Release 2017-04 (April 10, 2017)
Data updates:
- Updated InterPro from release 56.0 to 62.0.
Other changes:
- Analysis tools for genome annotation were upgraded to the newer versions.
2016
Release 2016-04 (April 12, 2016)
New features:
- Added a button to download multiple annotation results at once in the List of sequences page.
Data updates:
- Updated full-length cDNAs and ESTs to the latest.
- Updated UniProt from release 2015_09 to 2016_03.
- Updated InterPro from release 53.0 to 56.0.
2015
Release 2015-10 (October 15, 2015)
New features:
- Added two new species in the Rubiaceae family: Coffea arabica and Coffea canephora.
Data updates:
- Updated full-length cDNAs and ESTs to the latest.
- Updated UniProt from release 2015_05 to 2015_09.
- Updated InterPro from release 51.0 to 53.0.
Release 2015-08 (August 25, 2015)
New features:
- ProSplign was replaced with Spaln for protein alignment.
- Added a new tool, PANNZER, for functional annotation.
Release 2015-05 (May 10, 2015)
New features:
- Added a new species in the Fabaceae family: Vigna angularis.
- De novo RNA-seq assemblies are used instead of ESTs in transcript alignment for some species.
Data updates:
- Updated full-length cDNAs and ESTs to the latest.
- Updated UniProt from release 2014_09 to 2015_05.
- Updated InterPro from release 48.0 to 51.0.
2014
Release 2014-11 (November 01, 2014)
Data updates:
- Updated full-length cDNAs and ESTs to the latest.
- Updated UniProt from release 2014_03 to 2014_09.
- Updated InterPro from release 42.0 to 48.0.
Release 2014-05 (May 20, 2014)
New features:
- Added four new species in the Rutaceae family: Citrus clementina, Citrus reticulata, Citrus sinensis, and Poncirus trifoliata.

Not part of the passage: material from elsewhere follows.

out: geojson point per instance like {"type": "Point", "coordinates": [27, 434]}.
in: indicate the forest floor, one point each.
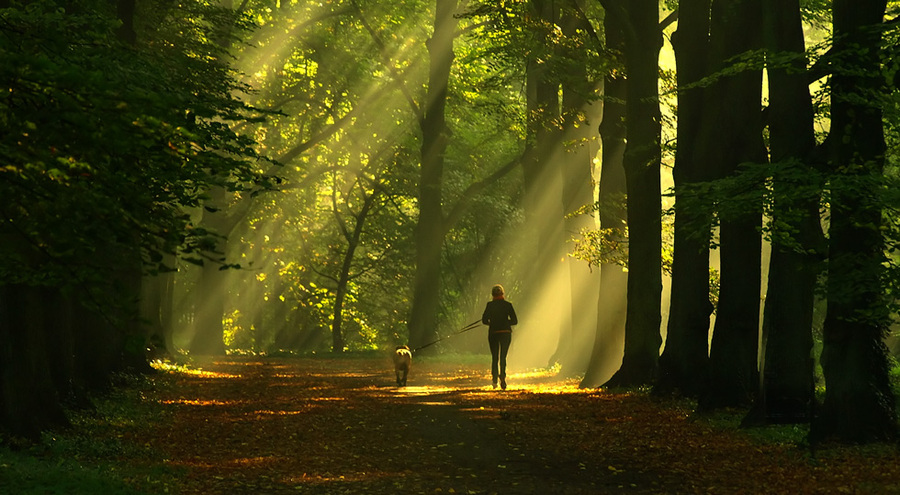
{"type": "Point", "coordinates": [242, 425]}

Release 2014-04 (April 03, 2014)
Data updates:
- Updated repeat libraries from mips-REdat 9.0p to 9.3p.
- Updated full-length cDNAs and ESTs to the latest.
- Updated UniProt from release 2013_06 to 2014_03.
2013
Initial release (August 01, 2013)
MEGANTE was opened to the public. Details of the initial release are described in a paper (Numa and Itoh, 2014).